Todo el país ha vivido la tragedia de Sigifredo y su familia,
convertido en héroe por sobrevivir a un secuestro aberrante, pasado como
villano ante el mundo con tamaña acusación de complotar en el secuestro y
asesinato de sus compañeros, finalmente pudo demostrar su inocencia porque
todas las pruebas presentadas por el fiscal del caso, no tenían asidero de
veracidad ni de legalidad.
El caso de Sigifredo López me ha hecho revivir uno que padecí en
carne de un hermano mío y cincuenta campesinos más de la Bota Caucana. Muchos
de esos campesinos, quienes pensando que no debían nada ante la ley, regresaron
a sus lugares de vivienda y fueron vilmente asesinados por paramilitares, por
el solo hecho de que la Fiscalía Quinta Especializada de Neiva ordenó su
detención, acusados de auxiliadores de las guerrillas.
Vi impotente, sabiendo que mi hermano era inocente, cómo lo
detuvieron durante un año, en las aberrantes condiciones de las cárceles colombianas,
solo porque, repito, el Fiscal Quinto Especializado de Neiva se le antojó.
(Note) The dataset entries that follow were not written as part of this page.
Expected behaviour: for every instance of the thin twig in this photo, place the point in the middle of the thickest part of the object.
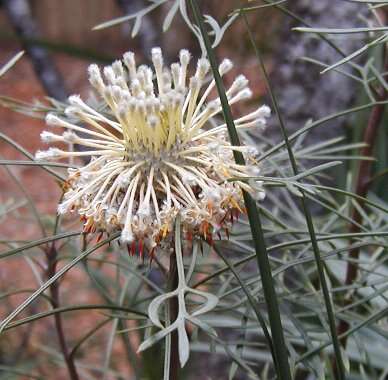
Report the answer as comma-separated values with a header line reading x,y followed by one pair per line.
x,y
20,15
52,255
173,306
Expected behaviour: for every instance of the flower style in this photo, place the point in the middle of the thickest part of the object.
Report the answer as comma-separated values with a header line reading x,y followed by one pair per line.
x,y
155,150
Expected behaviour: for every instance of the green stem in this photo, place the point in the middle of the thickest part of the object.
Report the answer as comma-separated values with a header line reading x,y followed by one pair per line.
x,y
339,367
280,351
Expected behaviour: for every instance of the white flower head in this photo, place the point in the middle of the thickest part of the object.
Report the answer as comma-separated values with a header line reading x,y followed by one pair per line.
x,y
153,152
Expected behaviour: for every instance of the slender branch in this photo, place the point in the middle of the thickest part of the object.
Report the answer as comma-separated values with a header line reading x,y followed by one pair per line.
x,y
20,15
51,255
173,306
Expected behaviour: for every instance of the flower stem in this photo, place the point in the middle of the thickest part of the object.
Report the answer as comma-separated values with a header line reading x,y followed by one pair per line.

Su
fundamento jurídico era el testimonio rendido ante el DAS, no ante autoridad
competente, de un supuesto miliciano (supuesto, porque tampoco había sido miliciano,
y por ello la misma guerrilla lo asesinó), en el sentido de que mi hermano y
cincuenta campesinos más eran colaboradores de grupo subversivo, a cambio de
los pagos hechos por los organismos del Estado por cada “guerrillero” que
denunciara.
No se le ocurrió al señor Fiscal Quinto Especializado de Neiva que
este supuesto miliciano jamás dijo dónde se encontraban sus camaradas, dónde
estaban los campamentos, cuáles eran sus enlaces criminales, sino que señaló
labriegos humildes, y a mi hermano, Concejal del municipio de Santa Rosa, Cauca,
por el partido Liberal, quien había hecho, pese a las amenazas, campaña por el
señor Uribe, y durante toda su vida había defendido el estado de derecho y la
justicia colombiana.
Su encierro hizo que los paramilitares llegaran un día a su finca,
le hurtaran el ganado y hasta las herramientas de labor, y que lo amenazaran de
muerte si no se marchaba de la zona. Ese hecho causó que su familia se
desperdigara, que perdiera la base de sus actividades y que tuviera que
alejarse del entorno de sus amistades. Ese complot, que nos ha perjudicado a
todos, porque bien es sabido cuáles son las consecuencias de ser “pariente” de
un subversivo, finalmente pudo ser desmontado, pero mi hermano, desplazado,
hace dos meses murió casi en la miseria, dependiendo su sustento de la caridad
pública y del escaso apoyo que brinda el estado a los desplazados por la
violencia.
En buena medida la presión por su encarcelamiento, la pérdida de
su dignidad, la pérdida de su moral, de su familia, de sus amigos, de su
soporte económico, descompuso su salud y falleció por un problema
neurovascular, sin que viera hacerse justicia ante uno de los casos más
injustos que se puedan conocer de los falsos testigos y de una justicia que
deja muchas dudas en sus actuaciones. Y porque la guerra siempre apabulla a los
más débiles, y la débil justicia parece que se hubiera extraviado del camino.